Mensch oder digitale Maschine?
Schauspielhaus Graz mit "Erinnya" von Clemens J. Setz beim Stückemarkt - Ein unterhaltsamer, aber auch angespannter Abend

Überangepasst wirkt das Hybridwesen Matthias (rechts: Alex Deutinger) in seinem blauen Anzug. Aber trotz aller Disziplin kann er seinen Platz im Leben nicht finden. Foto: Lupi Spuma
Von Heribert Vogt
Heidelberg. Als Mischung aus zutraulichem Teddy und abgründigem Zombie kommt dieser Matthias daher. Er hat zwar einen Knopf im Ohr, was an die Steiff-Kuscheltiere erinnert, aber Matthias‘ Kopf hängt auch fatal an einem unsichtbaren Draht, wie das Drama "Erinnya" von Clemens J. Setz während der Aufführung des Schauspielhauses Graz beim Stückemarkt subtil vor Augen führte. In der Inszenierung von Claudia Bossard, die im Alten Saal des Heidelberger Theaters dargeboten wurde, wuselt der junge Mann zunächst aufgedreht-munter, dann aber immer mehr robotermäßig ferngesteuert durch die Szenerie. Was gelangt da hinter der Gute-Laune-Fassade durch sein Ohr ins Gehirn?
Tatsächlich hatte Matthias mit schweren Panikstörungen und Depressionen zu kämpfen. Erst das "Erinnya" brachte Besserung: Dieses digitale, vermeintlich demokratische Netzwerk generiert in Echtzeit Sätze, die der Patient über ein Headset empfängt und die es ihm ermöglichen, im Alltag sprachlich zu kommunizieren. Aber die entstehende Wörterdecke wirkt fragil, da werden schon mal auf die Schnelle die Begriffe "ziemlich" und "Ziegenmilch" verwechselt. Man merkt, wie Matthias auf dem schmalen Grat zwischen eigener und künstlicher Sprache balanciert, dabei verbal immer wieder leicht ins Rutschen kommt. Menschliche wie künstliche Intelligenz entwickeln sich wechselwirkend immer weiter und verschmelzen mit unabsehbaren Folgen.
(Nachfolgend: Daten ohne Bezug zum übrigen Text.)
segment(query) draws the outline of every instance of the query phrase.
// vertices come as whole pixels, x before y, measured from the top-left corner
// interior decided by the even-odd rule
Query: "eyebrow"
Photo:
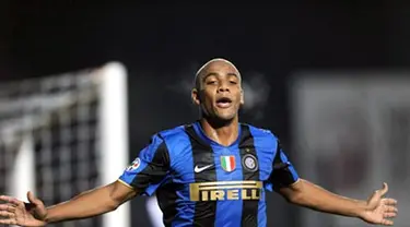
[[[219,75],[218,73],[215,73],[215,72],[210,72],[210,73],[208,73],[207,75],[204,75],[203,77],[202,77],[202,81],[206,81],[207,80],[207,77],[209,77],[209,76],[211,76],[211,75]],[[239,79],[239,76],[236,74],[236,73],[234,73],[234,72],[229,72],[229,73],[226,73],[226,75],[227,76],[232,76],[232,75],[234,75],[234,76],[236,76],[237,79]]]

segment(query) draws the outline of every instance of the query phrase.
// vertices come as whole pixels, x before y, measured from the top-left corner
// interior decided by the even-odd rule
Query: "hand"
[[[361,218],[370,224],[393,226],[394,218],[397,215],[397,201],[389,198],[383,198],[388,191],[387,183],[383,183],[383,189],[376,190],[367,200],[365,212]]]
[[[27,227],[45,226],[47,210],[44,203],[35,198],[32,192],[27,193],[30,203],[24,203],[11,196],[0,195],[0,224],[17,225]]]

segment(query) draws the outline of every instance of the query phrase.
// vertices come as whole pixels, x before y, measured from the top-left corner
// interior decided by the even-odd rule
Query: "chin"
[[[236,115],[216,115],[215,116],[220,121],[232,121],[235,119]]]

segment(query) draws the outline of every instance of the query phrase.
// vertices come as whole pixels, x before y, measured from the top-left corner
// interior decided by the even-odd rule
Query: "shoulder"
[[[185,132],[186,126],[178,126],[171,129],[162,130],[157,133],[155,133],[151,141],[156,140],[159,142],[165,143],[167,148],[172,148],[176,145],[180,145],[183,141],[186,141],[187,134]]]
[[[258,128],[247,123],[241,123],[243,127],[248,128],[254,138],[262,138],[266,140],[278,141],[278,136],[269,129]]]

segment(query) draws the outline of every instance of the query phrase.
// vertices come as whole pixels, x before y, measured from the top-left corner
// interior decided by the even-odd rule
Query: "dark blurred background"
[[[1,1],[0,76],[13,81],[122,62],[132,159],[152,133],[196,119],[189,91],[173,87],[223,57],[245,80],[262,75],[269,84],[258,107],[263,113],[246,111],[242,121],[271,129],[292,147],[288,87],[298,72],[410,65],[410,8],[402,1],[349,2]],[[295,159],[293,148],[288,153]],[[133,226],[149,226],[142,201],[132,202]],[[293,218],[298,212],[269,196],[269,226],[304,226]]]

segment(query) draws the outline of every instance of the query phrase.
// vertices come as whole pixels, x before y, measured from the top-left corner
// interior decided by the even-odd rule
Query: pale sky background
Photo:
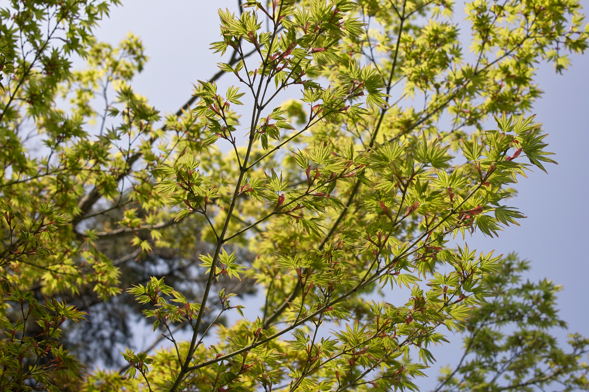
[[[236,11],[237,2],[123,0],[124,6],[114,9],[110,18],[101,23],[97,36],[116,44],[127,32],[138,35],[150,61],[133,85],[163,113],[175,112],[190,98],[193,83],[217,71],[219,55],[208,49],[209,43],[219,40],[216,10],[227,7]],[[589,8],[588,0],[582,2]],[[459,8],[457,5],[457,11]],[[569,331],[589,335],[589,56],[572,59],[573,66],[562,76],[542,64],[536,76],[545,93],[532,112],[550,134],[545,140],[550,144],[548,150],[556,153],[559,165],[548,164],[548,175],[538,170],[517,185],[519,195],[509,205],[528,217],[521,221],[521,227],[507,227],[498,239],[475,234],[466,241],[471,249],[485,253],[497,249],[505,254],[517,251],[532,260],[532,269],[527,277],[534,280],[548,277],[564,285],[558,300],[561,317],[568,322]],[[218,82],[221,91],[237,82],[231,76]],[[244,304],[253,311],[260,303],[253,298]],[[566,333],[557,335],[564,340]],[[458,336],[449,337],[452,343],[434,351],[438,363],[428,374],[435,376],[440,366],[454,362],[461,343]],[[428,390],[435,378],[418,384],[422,391]]]

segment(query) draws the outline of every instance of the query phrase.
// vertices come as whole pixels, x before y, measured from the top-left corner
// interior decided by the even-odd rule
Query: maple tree
[[[517,225],[511,185],[555,163],[525,112],[535,64],[587,48],[578,2],[465,3],[468,61],[451,1],[240,3],[211,44],[227,62],[166,116],[131,87],[141,40],[93,35],[120,4],[0,10],[0,390],[415,390],[448,330],[465,356],[437,391],[588,388],[589,341],[550,334],[559,287],[448,245]],[[80,331],[114,363],[123,308],[169,348],[88,370]]]

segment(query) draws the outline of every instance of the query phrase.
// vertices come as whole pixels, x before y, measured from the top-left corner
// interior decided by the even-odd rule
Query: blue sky
[[[102,22],[98,38],[115,44],[128,31],[138,35],[150,59],[133,83],[134,88],[163,113],[176,111],[190,98],[193,83],[218,70],[218,55],[208,49],[209,43],[218,39],[216,10],[236,10],[237,1],[123,3],[124,6],[113,9],[111,18]],[[589,8],[589,1],[582,4]],[[498,239],[475,233],[466,242],[471,249],[505,254],[517,251],[532,260],[527,277],[534,280],[548,277],[564,285],[559,296],[561,316],[569,323],[570,331],[589,335],[589,56],[572,59],[573,66],[562,76],[551,66],[540,65],[535,78],[545,92],[532,112],[550,134],[548,149],[556,153],[559,165],[548,165],[548,175],[537,170],[517,185],[519,195],[511,204],[528,217],[521,227],[507,227]],[[233,83],[226,78],[219,85],[226,88]],[[253,299],[247,304],[256,306],[256,301]],[[557,334],[564,338],[566,334]],[[452,361],[459,349],[456,343],[435,351],[438,362],[433,370]],[[422,390],[434,381],[420,383]]]

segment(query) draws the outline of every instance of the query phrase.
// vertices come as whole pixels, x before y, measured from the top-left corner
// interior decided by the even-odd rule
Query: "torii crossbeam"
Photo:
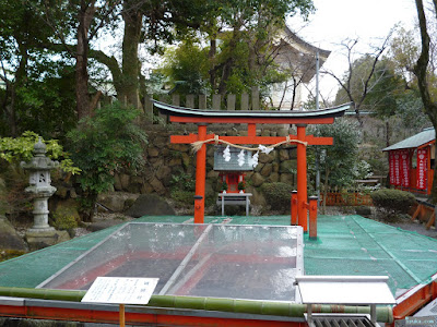
[[[192,144],[205,142],[197,153],[196,168],[196,195],[194,195],[194,223],[203,223],[204,219],[204,191],[206,175],[206,143],[226,141],[232,144],[262,144],[273,145],[284,141],[297,143],[297,217],[292,220],[298,221],[304,232],[308,231],[308,198],[307,198],[307,155],[306,145],[332,145],[332,137],[315,137],[306,135],[308,124],[331,124],[334,119],[342,117],[344,111],[351,107],[345,104],[339,107],[311,110],[200,110],[176,107],[160,101],[154,101],[161,113],[169,116],[170,122],[196,123],[198,134],[172,135],[170,143]],[[247,136],[218,136],[206,133],[209,123],[239,123],[247,124]],[[297,135],[288,136],[257,136],[257,124],[295,124]]]

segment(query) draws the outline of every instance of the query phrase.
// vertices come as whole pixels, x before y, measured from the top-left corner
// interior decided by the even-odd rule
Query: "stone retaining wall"
[[[185,174],[196,180],[196,154],[191,153],[190,145],[170,144],[169,135],[181,135],[194,132],[196,126],[167,125],[156,126],[147,130],[149,146],[144,154],[146,159],[145,169],[139,175],[120,173],[116,175],[115,191],[130,193],[157,193],[161,196],[169,196],[174,185],[174,178]],[[246,125],[215,125],[208,128],[209,133],[218,135],[247,135]],[[196,133],[196,132],[194,132]],[[258,131],[258,135],[276,136],[295,134],[294,131],[284,125],[267,125]],[[253,145],[252,147],[256,147]],[[206,147],[206,184],[205,196],[215,197],[221,191],[218,172],[213,170],[214,166],[214,145]],[[260,187],[263,183],[284,182],[296,184],[296,146],[282,145],[269,155],[260,154],[259,164],[252,172],[246,173],[247,192],[253,193],[252,203],[262,205],[263,196]]]

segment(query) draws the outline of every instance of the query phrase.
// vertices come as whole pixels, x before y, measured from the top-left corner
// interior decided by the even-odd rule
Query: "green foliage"
[[[261,186],[267,203],[275,210],[290,210],[293,186],[286,183],[264,183]]]
[[[70,234],[74,228],[78,228],[78,221],[74,215],[68,209],[56,210],[51,225],[57,230],[67,230]]]
[[[191,174],[180,170],[179,173],[172,175],[170,185],[174,191],[194,192],[196,179]]]
[[[114,174],[122,169],[132,172],[143,167],[145,133],[134,123],[137,109],[120,102],[97,109],[68,133],[68,148],[82,169],[80,183],[93,207],[98,193],[114,185]]]
[[[416,203],[413,194],[400,190],[379,190],[370,193],[371,201],[380,213],[387,215],[387,219],[400,214],[408,214]]]
[[[180,94],[208,92],[208,52],[192,43],[168,49],[162,72],[169,76]]]
[[[20,164],[21,161],[28,161],[33,157],[33,149],[35,143],[38,142],[39,135],[27,131],[20,137],[1,137],[0,138],[0,159],[10,164]],[[63,150],[63,147],[57,140],[42,140],[47,146],[47,157],[54,160],[60,160],[60,168],[64,172],[76,174],[81,169],[73,166],[69,154]]]
[[[194,191],[173,190],[170,196],[174,201],[182,205],[192,205],[194,203]]]

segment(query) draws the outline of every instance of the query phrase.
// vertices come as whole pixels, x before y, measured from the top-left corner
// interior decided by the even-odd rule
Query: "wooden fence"
[[[206,95],[179,95],[165,94],[157,96],[146,96],[143,101],[144,113],[149,121],[157,123],[154,117],[161,117],[153,108],[152,99],[186,108],[212,109],[212,110],[260,110],[260,93],[258,87],[252,87],[251,93],[243,93],[238,97],[235,94],[222,96],[220,94]],[[165,117],[162,117],[166,121]],[[162,122],[162,121],[161,121]]]

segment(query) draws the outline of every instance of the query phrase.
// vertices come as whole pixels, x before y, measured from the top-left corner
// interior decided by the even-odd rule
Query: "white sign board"
[[[97,277],[81,302],[147,304],[160,278]]]

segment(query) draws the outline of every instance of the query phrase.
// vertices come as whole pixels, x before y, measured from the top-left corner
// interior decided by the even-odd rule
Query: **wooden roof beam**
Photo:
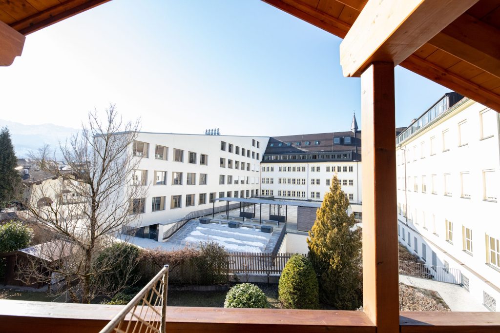
[[[464,14],[429,43],[500,78],[500,30]]]
[[[10,66],[22,53],[24,35],[0,21],[0,66]]]
[[[344,76],[376,61],[400,63],[478,0],[369,0],[340,43]]]

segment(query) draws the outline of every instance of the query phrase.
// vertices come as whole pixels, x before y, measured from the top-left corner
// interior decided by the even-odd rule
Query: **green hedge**
[[[278,285],[280,302],[286,309],[318,309],[318,279],[309,260],[296,254],[286,263]]]
[[[242,283],[228,292],[224,308],[254,308],[264,309],[268,306],[268,299],[260,289],[251,283]]]

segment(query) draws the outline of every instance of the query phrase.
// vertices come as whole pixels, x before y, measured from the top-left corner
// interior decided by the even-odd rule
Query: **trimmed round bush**
[[[251,283],[242,283],[232,287],[226,296],[224,308],[268,307],[268,299],[260,288]]]
[[[318,309],[319,287],[312,264],[299,254],[286,263],[278,285],[280,302],[286,309]]]

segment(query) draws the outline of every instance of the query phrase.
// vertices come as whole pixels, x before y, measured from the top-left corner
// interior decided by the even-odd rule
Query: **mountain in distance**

Der Schauspieler und Tänzer Alex Deutinger verleiht dem humanen Hybridwesen Matthias ein ganz eigenes Bewegungsprofil: Zugleich großäugig-freundlich und tänzelnd-tastend bewegt er sich zwischen seinen Mitmenschen - und kann seinen Platz im Leben doch nicht wirklich finden. Seine von Susanne Konstanze Weber gespielte Geliebte will lange nur das Positive sehen: wie ihr Partner mit Erinnya schrittweise in die Normalität zurückkehrt. Aber das Ganze läuft allmählich aus dem Ruder, als sie Matthias ihren Eltern (Nico Link, Martina Zinner) vorstellen will. Denn nun kommen Fragen auf, die ans digitale wie menschliche Eingemachte gehen.
Dabei sind im kleinbürgerlichen Ambiente (Bühne: Frank Holldack, Komposition: Jan Christoph Godde) erst einmal alle entspannt und tragen zum Teil geblümte Kostüme (Elisabeth Weiß). Locker steppt man durch die Szene, wo Figuren der Medienwelt wie Marlon Brando auftauchen, vor allem aber auch Erinnyen aus der Antike. Tamara Semzov und Alida Bohnen begleiten als symbiotische Rachegöttinnen chorartig raunend - und Matthias’ Zwitternatur spiegelnd - die Entstehung der doppelbödigen schönen neuen Welt, in der Mensch und digitale Maschine zunehmend nicht mehr Hand in Hand in einem System arbeiten, sondern bluetooth-mäßig kabellos verschaltet sind.
Auch interessant
Insgesamt ein unterhaltsam-angespannter Abend, an dem früh von "lauter Wahnsinnigen auf der Welt" die Rede ist, aber erst im weiteren Verlauf immer groteskere Höhen erreicht werden - und das auch in menschlichen Niederungen, wenn etwa der Toilettendeckel zum Gesprächspartner avanciert. Dabei reift die Erkenntnis, dass auch die Menschen nur "Knotenpunkte innerhalb des Systems" sind - ein bedeutsamer Satz: Denn lösen wir Heutige unsere persönliche Autonomie durch das Vordringen der Digitalisierung in alle Lebensbereiche nicht immer weiter auf? Und: An welchem Punkt wird man vom Subjekt zum Objekt der Internet-Welt? - Starker Applaus.